In electronics design, The performance of the circuit is affected by the layout design because it causes parasitic capacitances (unwanted capacitance inside the part of the electronic component) in the design. This can be formed between two traces of a PCB on the same layer or another side of the layer. Parasitic capacitances can be formed between adjacent component leads. As these capacitances are very small in value hence have a large effect in high-impedance nodes. This can be controlled by reducing the impedance of the circuit PCB. Remember that the effect of stray capacitances depends on frequency, and the effect increases with higher frequencies where the impedance drops.

Parasitics are not only associated with external sources but with components in themselves.

A capacitor is not just a capacitor. It has resistance and inductance in its lead wire, as shown in the figure below. In the capacitor specification, a resistance indicates leakage and poor power factor. In the filter design or any other circuit design, it is recommended to have a capacitor with low leakage and a good power factor. The best is polystyrene or Teflon film capacitor and metal resistor.
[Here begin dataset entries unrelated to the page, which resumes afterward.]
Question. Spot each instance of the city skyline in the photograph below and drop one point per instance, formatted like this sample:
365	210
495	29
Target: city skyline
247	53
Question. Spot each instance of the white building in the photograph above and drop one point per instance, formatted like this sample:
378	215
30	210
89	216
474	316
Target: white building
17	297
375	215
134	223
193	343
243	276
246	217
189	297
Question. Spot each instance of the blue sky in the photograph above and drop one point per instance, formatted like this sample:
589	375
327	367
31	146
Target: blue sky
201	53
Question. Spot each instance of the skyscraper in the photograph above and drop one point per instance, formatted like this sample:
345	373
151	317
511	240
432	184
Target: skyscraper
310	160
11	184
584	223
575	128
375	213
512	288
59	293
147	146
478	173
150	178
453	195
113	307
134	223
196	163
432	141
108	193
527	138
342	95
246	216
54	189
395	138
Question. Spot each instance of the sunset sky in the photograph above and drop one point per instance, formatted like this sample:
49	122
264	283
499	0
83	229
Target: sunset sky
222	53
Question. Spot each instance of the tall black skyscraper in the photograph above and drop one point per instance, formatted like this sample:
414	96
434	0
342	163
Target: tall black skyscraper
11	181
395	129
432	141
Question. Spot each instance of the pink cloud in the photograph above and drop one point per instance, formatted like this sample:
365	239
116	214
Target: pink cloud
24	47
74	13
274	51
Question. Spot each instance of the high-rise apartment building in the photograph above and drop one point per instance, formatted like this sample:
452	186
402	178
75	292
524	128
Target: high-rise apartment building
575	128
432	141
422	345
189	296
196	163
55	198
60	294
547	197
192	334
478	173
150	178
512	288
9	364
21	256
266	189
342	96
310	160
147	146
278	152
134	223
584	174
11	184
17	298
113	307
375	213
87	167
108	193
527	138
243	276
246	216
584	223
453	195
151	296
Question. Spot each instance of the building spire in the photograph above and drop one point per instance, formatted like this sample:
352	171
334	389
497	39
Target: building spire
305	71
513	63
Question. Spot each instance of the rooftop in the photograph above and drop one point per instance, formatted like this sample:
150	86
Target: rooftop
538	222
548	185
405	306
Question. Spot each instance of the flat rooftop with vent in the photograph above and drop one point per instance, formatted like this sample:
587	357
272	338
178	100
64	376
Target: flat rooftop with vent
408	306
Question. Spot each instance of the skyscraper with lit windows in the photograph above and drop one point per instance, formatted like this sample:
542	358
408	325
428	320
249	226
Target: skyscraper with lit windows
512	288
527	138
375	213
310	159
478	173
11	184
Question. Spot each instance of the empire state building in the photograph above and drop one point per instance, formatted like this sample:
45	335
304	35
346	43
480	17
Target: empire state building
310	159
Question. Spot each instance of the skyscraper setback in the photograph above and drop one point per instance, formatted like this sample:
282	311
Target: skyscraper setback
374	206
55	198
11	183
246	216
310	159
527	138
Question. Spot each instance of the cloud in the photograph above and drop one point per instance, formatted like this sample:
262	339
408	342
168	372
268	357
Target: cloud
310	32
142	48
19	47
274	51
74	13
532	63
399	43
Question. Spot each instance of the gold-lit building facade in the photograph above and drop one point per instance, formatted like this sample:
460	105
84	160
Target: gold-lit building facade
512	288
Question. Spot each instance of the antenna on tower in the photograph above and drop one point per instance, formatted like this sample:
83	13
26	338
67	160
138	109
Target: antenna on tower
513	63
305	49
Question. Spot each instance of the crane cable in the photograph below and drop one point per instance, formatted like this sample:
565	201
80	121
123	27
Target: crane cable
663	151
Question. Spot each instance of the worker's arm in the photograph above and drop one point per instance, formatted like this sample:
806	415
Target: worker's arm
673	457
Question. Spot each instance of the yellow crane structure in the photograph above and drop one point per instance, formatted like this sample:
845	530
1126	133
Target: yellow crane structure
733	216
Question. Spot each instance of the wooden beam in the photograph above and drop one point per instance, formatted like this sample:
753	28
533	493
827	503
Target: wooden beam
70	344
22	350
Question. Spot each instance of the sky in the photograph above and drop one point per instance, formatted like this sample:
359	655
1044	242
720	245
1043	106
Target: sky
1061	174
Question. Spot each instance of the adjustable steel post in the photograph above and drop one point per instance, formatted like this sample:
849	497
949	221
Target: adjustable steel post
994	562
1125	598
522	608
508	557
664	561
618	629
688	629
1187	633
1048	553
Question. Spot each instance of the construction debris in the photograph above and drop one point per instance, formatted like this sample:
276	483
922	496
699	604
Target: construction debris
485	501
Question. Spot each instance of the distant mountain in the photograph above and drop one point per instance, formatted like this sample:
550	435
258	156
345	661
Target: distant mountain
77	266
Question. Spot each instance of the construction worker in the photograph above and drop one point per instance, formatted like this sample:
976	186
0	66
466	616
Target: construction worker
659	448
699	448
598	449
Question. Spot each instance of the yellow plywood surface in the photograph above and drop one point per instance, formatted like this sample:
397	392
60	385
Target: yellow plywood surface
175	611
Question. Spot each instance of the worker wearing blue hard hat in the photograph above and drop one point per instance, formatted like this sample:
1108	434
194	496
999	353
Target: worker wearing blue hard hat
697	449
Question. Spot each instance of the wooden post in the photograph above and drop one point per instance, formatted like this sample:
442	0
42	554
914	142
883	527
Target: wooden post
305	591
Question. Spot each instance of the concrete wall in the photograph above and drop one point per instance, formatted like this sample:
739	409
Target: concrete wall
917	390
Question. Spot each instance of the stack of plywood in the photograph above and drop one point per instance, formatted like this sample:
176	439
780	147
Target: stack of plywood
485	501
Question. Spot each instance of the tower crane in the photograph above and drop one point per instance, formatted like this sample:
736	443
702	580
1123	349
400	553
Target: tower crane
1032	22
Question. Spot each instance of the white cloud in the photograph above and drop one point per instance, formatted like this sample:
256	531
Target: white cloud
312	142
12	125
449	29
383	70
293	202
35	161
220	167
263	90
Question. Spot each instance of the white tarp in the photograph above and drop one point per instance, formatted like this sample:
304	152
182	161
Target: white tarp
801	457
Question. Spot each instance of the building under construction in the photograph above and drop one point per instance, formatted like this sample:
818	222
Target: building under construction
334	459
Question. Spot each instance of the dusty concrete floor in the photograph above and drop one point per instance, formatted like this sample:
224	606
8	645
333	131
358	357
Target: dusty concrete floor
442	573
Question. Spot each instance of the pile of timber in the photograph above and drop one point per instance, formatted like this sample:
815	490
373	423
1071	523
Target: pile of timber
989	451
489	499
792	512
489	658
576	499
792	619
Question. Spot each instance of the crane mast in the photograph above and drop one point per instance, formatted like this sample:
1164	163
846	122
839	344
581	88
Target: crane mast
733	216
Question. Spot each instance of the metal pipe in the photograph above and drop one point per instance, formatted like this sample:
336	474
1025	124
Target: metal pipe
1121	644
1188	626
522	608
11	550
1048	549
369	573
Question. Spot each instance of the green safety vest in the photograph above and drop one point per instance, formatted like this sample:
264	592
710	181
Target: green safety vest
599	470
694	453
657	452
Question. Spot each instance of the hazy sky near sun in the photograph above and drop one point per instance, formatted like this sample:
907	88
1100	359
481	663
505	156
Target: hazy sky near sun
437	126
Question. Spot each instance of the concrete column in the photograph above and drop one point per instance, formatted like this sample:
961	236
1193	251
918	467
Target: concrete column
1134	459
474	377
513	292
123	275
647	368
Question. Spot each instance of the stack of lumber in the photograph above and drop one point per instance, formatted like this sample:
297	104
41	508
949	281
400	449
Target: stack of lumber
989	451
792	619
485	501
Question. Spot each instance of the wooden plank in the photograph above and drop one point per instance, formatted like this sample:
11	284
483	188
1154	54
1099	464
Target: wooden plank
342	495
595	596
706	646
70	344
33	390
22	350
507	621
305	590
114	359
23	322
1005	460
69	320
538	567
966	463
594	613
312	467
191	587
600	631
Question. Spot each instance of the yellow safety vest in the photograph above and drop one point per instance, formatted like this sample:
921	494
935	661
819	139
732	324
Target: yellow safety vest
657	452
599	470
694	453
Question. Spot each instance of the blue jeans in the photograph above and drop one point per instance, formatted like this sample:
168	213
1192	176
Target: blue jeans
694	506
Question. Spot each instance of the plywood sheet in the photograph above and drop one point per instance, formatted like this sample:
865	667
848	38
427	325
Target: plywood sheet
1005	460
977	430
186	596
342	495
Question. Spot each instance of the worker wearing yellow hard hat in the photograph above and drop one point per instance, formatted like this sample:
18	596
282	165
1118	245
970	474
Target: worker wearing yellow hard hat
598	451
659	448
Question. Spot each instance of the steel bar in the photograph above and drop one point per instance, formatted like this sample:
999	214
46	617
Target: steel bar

The below figure shows the metal film resistor and polystyrene capacitor.

Figure 2: Polystyrene capacitor & metal film resistor

It is best practice to use surface mount components to reduce the parasitics of components. As leads of any components create inductance, SMD components are optimal for placement. The main disadvantage is that not all types of capacitors are available in SMD form. Ceramic capacitors are best for filter design, and the NPO family has the best characteristic. Ceramic capacitors are prone to microphonics and may act as motion sensors that can turn vibration into electrical sensors, which will be noise.

Fig. 3: Capacitor Equivalent Circuit

Due to leads, resistance also has parasitics inductance and parasitics capacitance.
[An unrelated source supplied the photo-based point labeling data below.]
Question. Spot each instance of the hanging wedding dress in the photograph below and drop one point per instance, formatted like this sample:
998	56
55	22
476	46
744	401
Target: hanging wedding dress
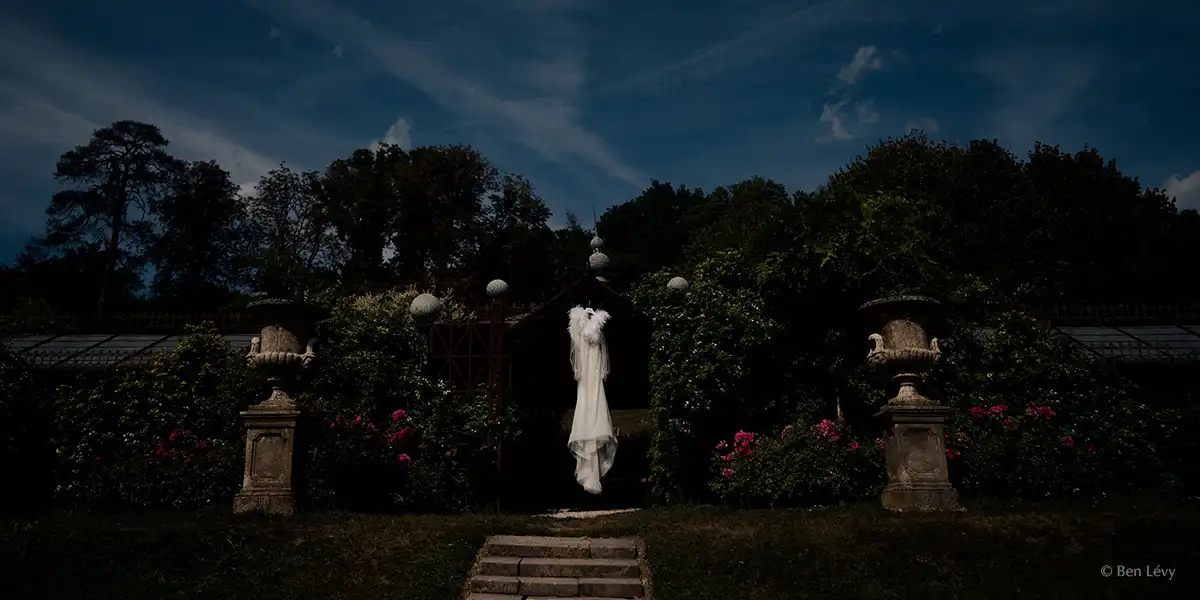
592	441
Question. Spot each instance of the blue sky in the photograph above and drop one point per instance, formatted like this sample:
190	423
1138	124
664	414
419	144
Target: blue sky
592	99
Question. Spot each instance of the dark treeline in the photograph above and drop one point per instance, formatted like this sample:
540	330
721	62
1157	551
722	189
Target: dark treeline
135	227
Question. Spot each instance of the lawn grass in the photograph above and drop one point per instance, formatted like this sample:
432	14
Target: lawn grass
695	553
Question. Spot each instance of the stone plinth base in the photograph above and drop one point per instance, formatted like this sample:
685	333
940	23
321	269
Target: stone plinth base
268	503
916	459
270	448
919	497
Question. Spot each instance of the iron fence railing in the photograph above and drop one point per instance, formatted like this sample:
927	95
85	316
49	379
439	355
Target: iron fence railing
1117	313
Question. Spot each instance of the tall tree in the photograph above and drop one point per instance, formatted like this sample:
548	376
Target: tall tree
41	281
298	250
199	250
364	204
515	243
115	174
649	232
437	237
569	252
730	216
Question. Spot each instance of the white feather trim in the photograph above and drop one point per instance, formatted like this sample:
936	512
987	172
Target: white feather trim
594	327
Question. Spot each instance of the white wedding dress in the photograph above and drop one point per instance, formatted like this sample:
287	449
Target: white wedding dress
592	441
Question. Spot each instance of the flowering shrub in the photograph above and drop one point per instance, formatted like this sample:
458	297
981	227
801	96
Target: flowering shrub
1035	417
997	451
25	424
163	436
379	433
816	465
702	361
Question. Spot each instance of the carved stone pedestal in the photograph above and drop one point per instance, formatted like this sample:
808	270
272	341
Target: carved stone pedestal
916	459
270	445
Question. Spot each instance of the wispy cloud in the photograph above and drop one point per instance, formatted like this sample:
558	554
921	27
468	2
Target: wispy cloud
1035	89
867	113
1186	190
61	90
832	115
399	133
865	59
925	124
547	125
757	42
54	95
Limitations of active components in filters
There are some properties of op amps that can best be used in filter design.

1. Infinite gain

2. Infinite input impedance

3. Zero output impedance

In the filter design, an opamp is used in designing active filters because of the below-explained properties of op amps:

Infinite gain (Ideal Case): Op amps have gain, so this component is best to use in a filter if you have a significantly less amplitude signal. Op amps gain can be added to the signal to amplify it.

Infinite Input Impedance (Ideal Case): Infinite input impedance (Ideal case) or High input impedance (Practical case) means the op amps input doesn’t require any current to feed the signal.

Zero Output Impedance (Ideal Case): Op amps have significantly less output impedance, which means they can give enough current to drive the connected circuit.

The above properties are only true for ideal op amps. Practical op amps always have high input impedance, near-zero output impedance, adjustable gain and don’t vary with frequency.

Amplifiers are constructed with the physical limitation of the devices, and due to this, they become band limited. And the main limitation of the op amp is its gain variation with the frequency. The gain should be of the first order for the stability of the op amp.

The op amp’s sullen-key configuration (a filter design topology of second order) is the least dependent on the frequency response of the op-amp. As the amplifier is used in gain block mode, it is required that the response should be flat to just past the frequency where the minimum attenuation starts.

Quality factor enhancement and peaking
While designing the filter, it is necessary not to exceed the amplifier’s dynamic range. Peaking in the filter response may be caused by increasing the quality factor above 0.707. High-quality factors can cause an overload of the input and output.

Fig. 4: Effect of op amps frequency response on the quality factor.

The quality factor times the gain should also remain under the loop gain plus some margin. The effective quality factor decreases as soon as the amplifier overloads, and the transfer function changes even if the output seems undistorted. So it is clear that increasing the input level will change the transfer function.

These principles apply to all types of filters like low pass, high pass, bandpass, and band-reject filters. Enhancement in quality factor will not affect high pass filters since resonant frequency will be low in relation to the cutoff frequency.